The Timesheet Submission Policy governs the handling of blank lines upon submission.

The decisive parameter remains Timesheet per project approval, which determines who approves:

  • The value “Never” assigns approval to the approver defined on the resource sheet.
  • The value “Always” assigns it to the designated responsible person on the project sheet.
  • The “Machine only” option applies a mixed rule depending on whether the machine sheet is linked to a project or a resource.

Finally, the Numbering grouping must point to valid stubs for resources and for timesheets, otherwise no sheet can be created.

User settings

The User Setup page.
The User Setup page.

Locate the User Setup page, select the relevant user and check Time Sheet Admin to assign them the administrator role.

Resource sheet

The Resource Sheet.
The Resource Sheet.

This is where the owner and approver are materialized, via “Use Time Sheet”, “Time Sheet Owner User ID” and “Time Sheet Approver User ID”.

Search for the Resources page, select the resource, check “Use timesheet”, then enter “Ownership user code” and “Approver user code”.

💡The approver ID can no longer be modified once sheets with the status Submitted or Open are in progress.

An assisted setup guide (Set Up Time Sheets) allows you to link these steps in a guided way, and even offers to automatically create the first sheets after the setup, a valuable option for a first deployment.

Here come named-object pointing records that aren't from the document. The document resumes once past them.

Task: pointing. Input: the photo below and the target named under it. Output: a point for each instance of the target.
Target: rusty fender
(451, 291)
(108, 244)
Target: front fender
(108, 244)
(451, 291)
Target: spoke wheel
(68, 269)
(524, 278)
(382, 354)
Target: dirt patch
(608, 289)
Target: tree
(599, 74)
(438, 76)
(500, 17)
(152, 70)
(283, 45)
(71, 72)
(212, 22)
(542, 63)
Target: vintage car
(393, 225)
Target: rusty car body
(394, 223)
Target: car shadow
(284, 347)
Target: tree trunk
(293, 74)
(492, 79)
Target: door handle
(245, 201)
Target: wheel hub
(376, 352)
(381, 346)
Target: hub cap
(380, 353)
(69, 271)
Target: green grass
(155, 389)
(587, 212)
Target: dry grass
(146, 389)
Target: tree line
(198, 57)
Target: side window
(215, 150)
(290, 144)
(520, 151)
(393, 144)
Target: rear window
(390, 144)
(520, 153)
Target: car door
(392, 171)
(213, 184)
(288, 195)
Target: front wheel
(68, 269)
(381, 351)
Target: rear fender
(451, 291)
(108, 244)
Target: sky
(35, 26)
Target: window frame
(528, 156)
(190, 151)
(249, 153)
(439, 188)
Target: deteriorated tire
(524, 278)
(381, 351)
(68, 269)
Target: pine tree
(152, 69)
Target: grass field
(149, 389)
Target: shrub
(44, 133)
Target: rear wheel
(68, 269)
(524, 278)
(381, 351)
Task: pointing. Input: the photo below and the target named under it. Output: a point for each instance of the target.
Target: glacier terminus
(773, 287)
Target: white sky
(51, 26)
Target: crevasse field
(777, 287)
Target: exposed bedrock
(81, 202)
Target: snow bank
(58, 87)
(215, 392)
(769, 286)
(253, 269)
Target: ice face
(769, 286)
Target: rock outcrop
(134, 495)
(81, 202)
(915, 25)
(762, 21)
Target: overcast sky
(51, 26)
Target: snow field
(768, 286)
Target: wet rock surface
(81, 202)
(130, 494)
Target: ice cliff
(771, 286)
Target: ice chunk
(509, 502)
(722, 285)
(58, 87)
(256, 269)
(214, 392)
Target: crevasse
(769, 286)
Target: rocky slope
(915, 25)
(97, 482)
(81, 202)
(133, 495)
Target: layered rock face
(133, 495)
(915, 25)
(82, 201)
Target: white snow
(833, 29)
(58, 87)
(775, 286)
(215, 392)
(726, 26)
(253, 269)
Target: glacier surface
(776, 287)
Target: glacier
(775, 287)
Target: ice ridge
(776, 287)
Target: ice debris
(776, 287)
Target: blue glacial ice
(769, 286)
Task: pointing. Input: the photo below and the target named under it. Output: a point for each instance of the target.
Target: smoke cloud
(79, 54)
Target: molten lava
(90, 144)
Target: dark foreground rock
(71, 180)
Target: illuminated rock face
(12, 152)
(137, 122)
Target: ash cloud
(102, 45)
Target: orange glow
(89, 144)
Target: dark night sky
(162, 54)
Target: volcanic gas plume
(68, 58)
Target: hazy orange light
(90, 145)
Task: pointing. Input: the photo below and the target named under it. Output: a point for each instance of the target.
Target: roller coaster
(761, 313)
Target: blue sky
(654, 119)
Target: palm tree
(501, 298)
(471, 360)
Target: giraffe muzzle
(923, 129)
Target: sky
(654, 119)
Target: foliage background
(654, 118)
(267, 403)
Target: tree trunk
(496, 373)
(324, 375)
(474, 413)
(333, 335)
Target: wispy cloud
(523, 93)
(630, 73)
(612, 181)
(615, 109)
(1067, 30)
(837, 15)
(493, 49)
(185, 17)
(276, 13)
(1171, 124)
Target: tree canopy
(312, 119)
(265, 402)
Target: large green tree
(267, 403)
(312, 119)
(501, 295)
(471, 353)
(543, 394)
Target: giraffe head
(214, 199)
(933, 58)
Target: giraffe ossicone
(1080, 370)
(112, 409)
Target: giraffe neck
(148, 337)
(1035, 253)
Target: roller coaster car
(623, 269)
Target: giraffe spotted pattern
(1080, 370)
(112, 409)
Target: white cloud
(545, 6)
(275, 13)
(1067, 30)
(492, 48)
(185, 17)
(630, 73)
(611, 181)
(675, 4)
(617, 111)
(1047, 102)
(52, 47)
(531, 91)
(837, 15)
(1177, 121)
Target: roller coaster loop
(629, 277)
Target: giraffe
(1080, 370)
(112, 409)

The assisted setup guide (Set Up Time Sheets), which follows the same steps in a guided manner.
The assisted setup guide (Set Up Time Sheets), which follows the same steps in a guided manner.

A terminological point deserves the consultant's attention here. The renaming of Jobs to Projects, which occurred with the 2024 update, only changed the interface labels and documentation: the underlying tables and fields retain the term "Job." The "Time Sheet by Job Approval" field is a direct example; it still displays "Job" even though the interface refers to projects. For anyone working with customizations, integrations, or application learning (AL), this dissociation between the display and the actual object is not insignificant: it ensures that existing systems continue to function, but requires focusing on object names, not captions.

Once the settings are in place, populating the timesheet from the project becomes straightforward: the "Create lines from project planning" action copies the project planning lines covering the period onto the relevant resource's timesheet. After validation, these hours are added to the project usage and can then be recorded in the project log or resource log. The loop is thus closed: from planning to actual usage, all the way to the margin.

The action “Create lines from project planning”, which transfers the project planning lines directly onto the resource sheet.
The action “Create lines from project planning”, which transfers the project planning lines directly onto the resource sheet.

The validation process

Validation isn't a weekend formality; it's the quality control of data before it feeds into invoicing and margins. Business Central organizes it around a series of statuses and dedicated pages.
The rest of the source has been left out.